Double Trouble: The Two U.S. Olympic Hockey Teams of 1948
By Ethan Trex
Have you been watching the Olympic ice hockey tournament and cheering for the American team? Be thankful you haven't been forced to choose which U.S. team to root for. American fans faced just such a conundrum at the 1948 Winter Olympics in St. Moritz, Switzerland, when two hockey squads showed up for the games and claimed to be the official American squad. Here's a look at how that happened.
It would be great if the story hinged on some heated rivalry between the two American teams, but the real problem actually stemmed from the sort of horrendous foresight that was fairly common at early Olympics. (A lot of the pre-1950 games were like field day at your grade school, only with worse planning.)
In 1947, the International Ice Hockey Federation decided that the Amateur Athletic Union should no longer be the governing body for ice hockey in the United States and replaced it with the American Hockey Association. It may sound like a trivial detail, but this decision really rankled longtime American Olympic Committee chief Avery Brundage. Brundage was renowned for being a curmudgeonly champion of amateurism, and he vehemently opposed the AHA, which allowed commercial sponsorships and pro players.
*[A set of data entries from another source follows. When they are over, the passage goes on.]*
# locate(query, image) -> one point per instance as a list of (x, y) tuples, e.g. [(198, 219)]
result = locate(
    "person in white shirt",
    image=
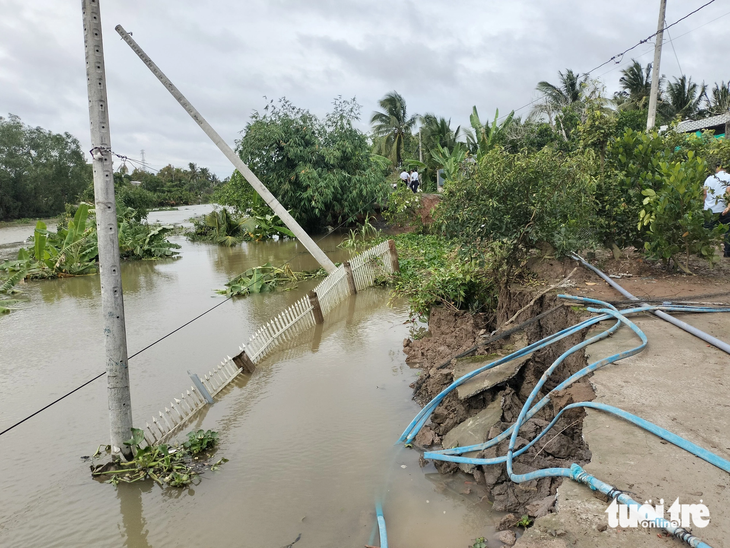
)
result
[(414, 180), (717, 200), (405, 178)]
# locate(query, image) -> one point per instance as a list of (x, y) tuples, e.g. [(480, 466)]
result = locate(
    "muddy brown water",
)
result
[(309, 437)]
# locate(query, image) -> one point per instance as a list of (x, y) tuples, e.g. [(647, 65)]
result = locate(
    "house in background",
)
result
[(720, 124)]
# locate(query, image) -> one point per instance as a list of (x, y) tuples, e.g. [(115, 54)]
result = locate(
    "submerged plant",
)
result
[(361, 237), (266, 278), (200, 440), (229, 229), (73, 249), (164, 464)]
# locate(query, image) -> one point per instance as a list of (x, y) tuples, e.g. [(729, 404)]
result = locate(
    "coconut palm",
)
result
[(486, 136), (437, 131), (569, 92), (683, 97), (635, 82), (391, 126), (719, 100)]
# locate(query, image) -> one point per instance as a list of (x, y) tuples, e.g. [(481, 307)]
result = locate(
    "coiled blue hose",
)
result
[(575, 472)]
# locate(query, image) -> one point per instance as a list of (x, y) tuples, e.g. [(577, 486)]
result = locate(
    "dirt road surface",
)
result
[(679, 383)]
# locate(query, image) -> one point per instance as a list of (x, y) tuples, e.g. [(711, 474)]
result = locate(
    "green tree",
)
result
[(683, 97), (675, 216), (635, 83), (437, 131), (562, 103), (40, 171), (719, 98), (321, 170), (521, 200), (392, 126), (485, 136)]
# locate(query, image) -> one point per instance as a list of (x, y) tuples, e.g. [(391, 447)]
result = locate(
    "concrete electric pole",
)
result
[(112, 301), (239, 164), (651, 118)]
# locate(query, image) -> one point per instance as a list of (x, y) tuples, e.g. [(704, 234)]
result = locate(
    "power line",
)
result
[(675, 52), (618, 58)]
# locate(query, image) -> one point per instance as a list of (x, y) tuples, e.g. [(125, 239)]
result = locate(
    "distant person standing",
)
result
[(414, 180), (717, 200), (406, 178)]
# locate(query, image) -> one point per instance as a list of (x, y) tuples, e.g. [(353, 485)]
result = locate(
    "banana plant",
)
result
[(450, 161), (486, 137)]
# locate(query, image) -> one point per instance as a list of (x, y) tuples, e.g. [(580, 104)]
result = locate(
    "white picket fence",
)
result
[(376, 262)]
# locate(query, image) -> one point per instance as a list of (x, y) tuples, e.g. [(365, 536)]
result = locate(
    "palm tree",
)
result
[(719, 102), (486, 136), (392, 125), (683, 97), (437, 131), (568, 92), (636, 82)]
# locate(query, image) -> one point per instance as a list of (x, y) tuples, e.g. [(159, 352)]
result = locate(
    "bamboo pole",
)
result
[(651, 117), (254, 181), (112, 300), (350, 278), (316, 308)]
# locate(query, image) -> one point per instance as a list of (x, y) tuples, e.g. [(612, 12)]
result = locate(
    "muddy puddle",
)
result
[(310, 436)]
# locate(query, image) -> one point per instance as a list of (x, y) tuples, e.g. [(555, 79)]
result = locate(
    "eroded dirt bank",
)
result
[(581, 520), (453, 332)]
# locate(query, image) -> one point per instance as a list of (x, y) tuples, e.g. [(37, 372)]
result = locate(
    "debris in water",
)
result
[(295, 541)]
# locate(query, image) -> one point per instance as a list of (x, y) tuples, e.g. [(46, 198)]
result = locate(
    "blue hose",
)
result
[(575, 472), (581, 476), (381, 525)]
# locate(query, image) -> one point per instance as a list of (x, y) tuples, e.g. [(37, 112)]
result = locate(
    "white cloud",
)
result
[(226, 56)]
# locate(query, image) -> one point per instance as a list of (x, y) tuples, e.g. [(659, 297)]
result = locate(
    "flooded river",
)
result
[(309, 436)]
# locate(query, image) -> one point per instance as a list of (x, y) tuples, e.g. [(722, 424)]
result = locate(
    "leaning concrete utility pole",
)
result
[(651, 118), (112, 301), (254, 181)]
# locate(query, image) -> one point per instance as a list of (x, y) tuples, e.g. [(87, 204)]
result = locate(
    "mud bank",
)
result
[(481, 410)]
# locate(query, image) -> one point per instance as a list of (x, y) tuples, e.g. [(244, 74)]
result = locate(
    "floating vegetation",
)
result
[(176, 466), (267, 277)]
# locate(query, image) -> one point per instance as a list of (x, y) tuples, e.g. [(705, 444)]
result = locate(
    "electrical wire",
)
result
[(618, 58), (675, 52)]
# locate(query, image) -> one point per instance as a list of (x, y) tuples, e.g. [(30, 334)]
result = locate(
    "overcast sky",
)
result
[(227, 55)]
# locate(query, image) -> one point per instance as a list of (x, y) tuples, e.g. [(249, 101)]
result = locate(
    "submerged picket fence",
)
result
[(360, 273)]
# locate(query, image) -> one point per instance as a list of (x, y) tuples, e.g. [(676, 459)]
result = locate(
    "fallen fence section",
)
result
[(378, 261)]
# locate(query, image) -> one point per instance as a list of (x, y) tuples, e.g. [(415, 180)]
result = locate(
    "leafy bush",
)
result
[(674, 214), (322, 171), (267, 277), (521, 200), (200, 440), (165, 465), (40, 171), (73, 249), (403, 206), (434, 270), (224, 228)]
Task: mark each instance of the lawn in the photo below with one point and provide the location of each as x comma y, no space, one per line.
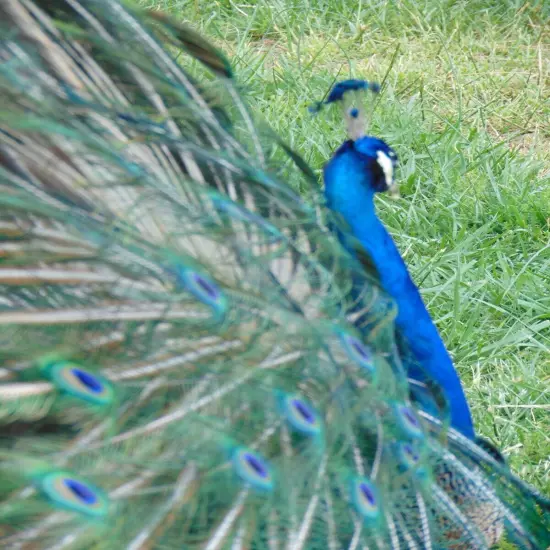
465,102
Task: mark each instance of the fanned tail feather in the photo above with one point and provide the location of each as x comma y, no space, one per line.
181,365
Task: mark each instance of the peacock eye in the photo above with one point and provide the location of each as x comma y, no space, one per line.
70,492
301,415
80,383
365,499
358,352
252,468
203,288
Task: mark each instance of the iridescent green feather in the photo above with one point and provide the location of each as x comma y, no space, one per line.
181,365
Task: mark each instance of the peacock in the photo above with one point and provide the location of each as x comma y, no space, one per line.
193,355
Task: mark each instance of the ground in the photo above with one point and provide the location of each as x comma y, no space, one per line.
465,104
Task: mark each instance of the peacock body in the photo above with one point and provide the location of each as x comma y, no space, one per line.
191,358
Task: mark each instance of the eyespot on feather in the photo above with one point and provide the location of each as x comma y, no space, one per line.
300,415
203,288
366,499
358,352
73,493
79,382
253,469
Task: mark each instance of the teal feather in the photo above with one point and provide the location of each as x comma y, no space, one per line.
190,357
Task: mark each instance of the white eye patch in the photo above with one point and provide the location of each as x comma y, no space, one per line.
386,163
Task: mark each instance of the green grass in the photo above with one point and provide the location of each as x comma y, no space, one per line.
465,104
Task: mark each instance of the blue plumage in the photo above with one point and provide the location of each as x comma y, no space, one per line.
357,171
190,358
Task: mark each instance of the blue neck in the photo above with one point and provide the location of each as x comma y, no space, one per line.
349,194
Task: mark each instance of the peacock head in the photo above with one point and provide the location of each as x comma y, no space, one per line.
373,157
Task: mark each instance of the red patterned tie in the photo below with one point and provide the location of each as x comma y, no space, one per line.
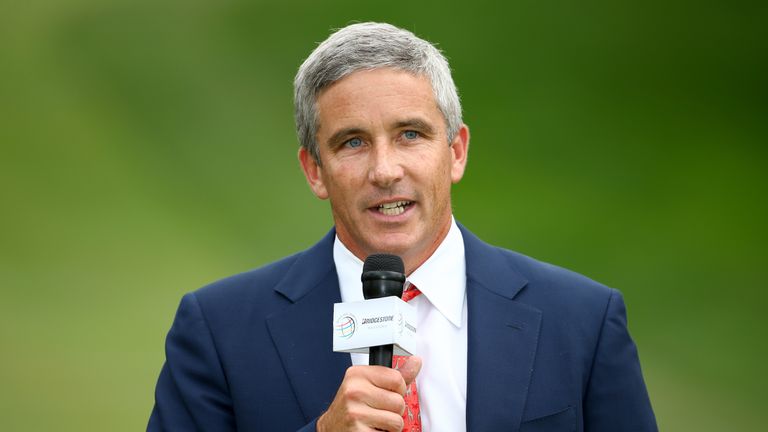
411,416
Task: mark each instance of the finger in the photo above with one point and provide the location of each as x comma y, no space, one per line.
386,400
385,378
381,420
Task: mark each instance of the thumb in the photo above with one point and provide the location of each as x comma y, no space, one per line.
410,369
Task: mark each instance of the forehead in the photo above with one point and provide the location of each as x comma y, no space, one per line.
375,98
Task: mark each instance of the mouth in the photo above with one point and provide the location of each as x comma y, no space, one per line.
394,208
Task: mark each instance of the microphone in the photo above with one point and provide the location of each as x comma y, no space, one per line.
383,276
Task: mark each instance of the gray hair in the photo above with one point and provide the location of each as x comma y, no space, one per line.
367,46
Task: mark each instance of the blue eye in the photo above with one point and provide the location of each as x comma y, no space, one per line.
355,142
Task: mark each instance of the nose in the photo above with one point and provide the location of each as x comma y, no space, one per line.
385,166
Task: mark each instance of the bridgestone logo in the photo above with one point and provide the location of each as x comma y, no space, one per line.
377,320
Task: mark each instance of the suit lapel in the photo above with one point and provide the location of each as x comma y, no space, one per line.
302,331
502,339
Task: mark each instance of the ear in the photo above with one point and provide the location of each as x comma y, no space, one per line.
459,149
313,173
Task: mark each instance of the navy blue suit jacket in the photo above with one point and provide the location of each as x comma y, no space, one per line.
548,350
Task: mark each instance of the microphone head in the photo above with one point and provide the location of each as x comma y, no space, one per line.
383,276
384,262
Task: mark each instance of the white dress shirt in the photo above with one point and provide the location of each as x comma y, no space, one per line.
441,311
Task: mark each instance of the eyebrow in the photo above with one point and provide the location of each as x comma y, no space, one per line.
416,123
343,133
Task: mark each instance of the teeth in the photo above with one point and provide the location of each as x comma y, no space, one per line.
393,208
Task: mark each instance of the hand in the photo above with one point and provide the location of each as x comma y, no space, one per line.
370,398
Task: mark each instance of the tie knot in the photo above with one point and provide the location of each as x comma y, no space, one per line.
410,292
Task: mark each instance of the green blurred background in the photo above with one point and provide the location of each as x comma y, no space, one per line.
147,148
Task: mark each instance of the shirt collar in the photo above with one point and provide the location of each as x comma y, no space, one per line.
442,278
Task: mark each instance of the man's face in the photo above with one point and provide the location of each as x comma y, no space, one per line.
387,166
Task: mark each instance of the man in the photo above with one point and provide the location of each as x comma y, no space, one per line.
507,343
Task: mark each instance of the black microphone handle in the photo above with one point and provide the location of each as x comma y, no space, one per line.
380,356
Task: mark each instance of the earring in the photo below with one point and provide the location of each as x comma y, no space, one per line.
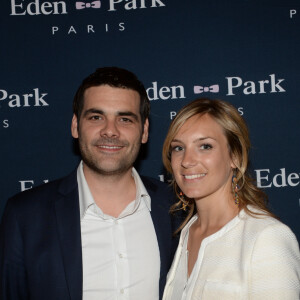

It quickly became apparent that Brundage wasn't going to take kindly to an AHA-assembled team playing in the Olympics. However, given the way the Olympic hockey system was organized at the time, these two groups with diametrically opposed philosophies would have to agree on who should represent the U.S.
Despite Brundage's irritation, the AHA went ahead and put together a U.S. Olympic team composed of professional players.
Since the International Ice Hockey Federation—the same body that put the AHA in charge of American hockey—was in charge of approving the participating teams in the hockey tournament, everything seemed to be okay.
Not so fast, though. While the AHA team may have had the hockey world's approval, Brundage and the American Olympic Committee had to approve all of the American participants in the games. Brundage refused to approve the AHA's pro team and had the AAU assemble its own all-amateur team to compete for the red, white, and blue.
In retrospect, someone probably should have realized this system was shaky at best, and at this point, things got pretty awkward. Two "official" American teams showed up in St. Moritz ready to play: one amateur squad approved by the Olympic Committee, and one pro team that had the thumbs-up from the governing body of American hockey. Obviously, the Americans couldn't put two teams in the tournament, so tensions between the squads' respective backers started to flare.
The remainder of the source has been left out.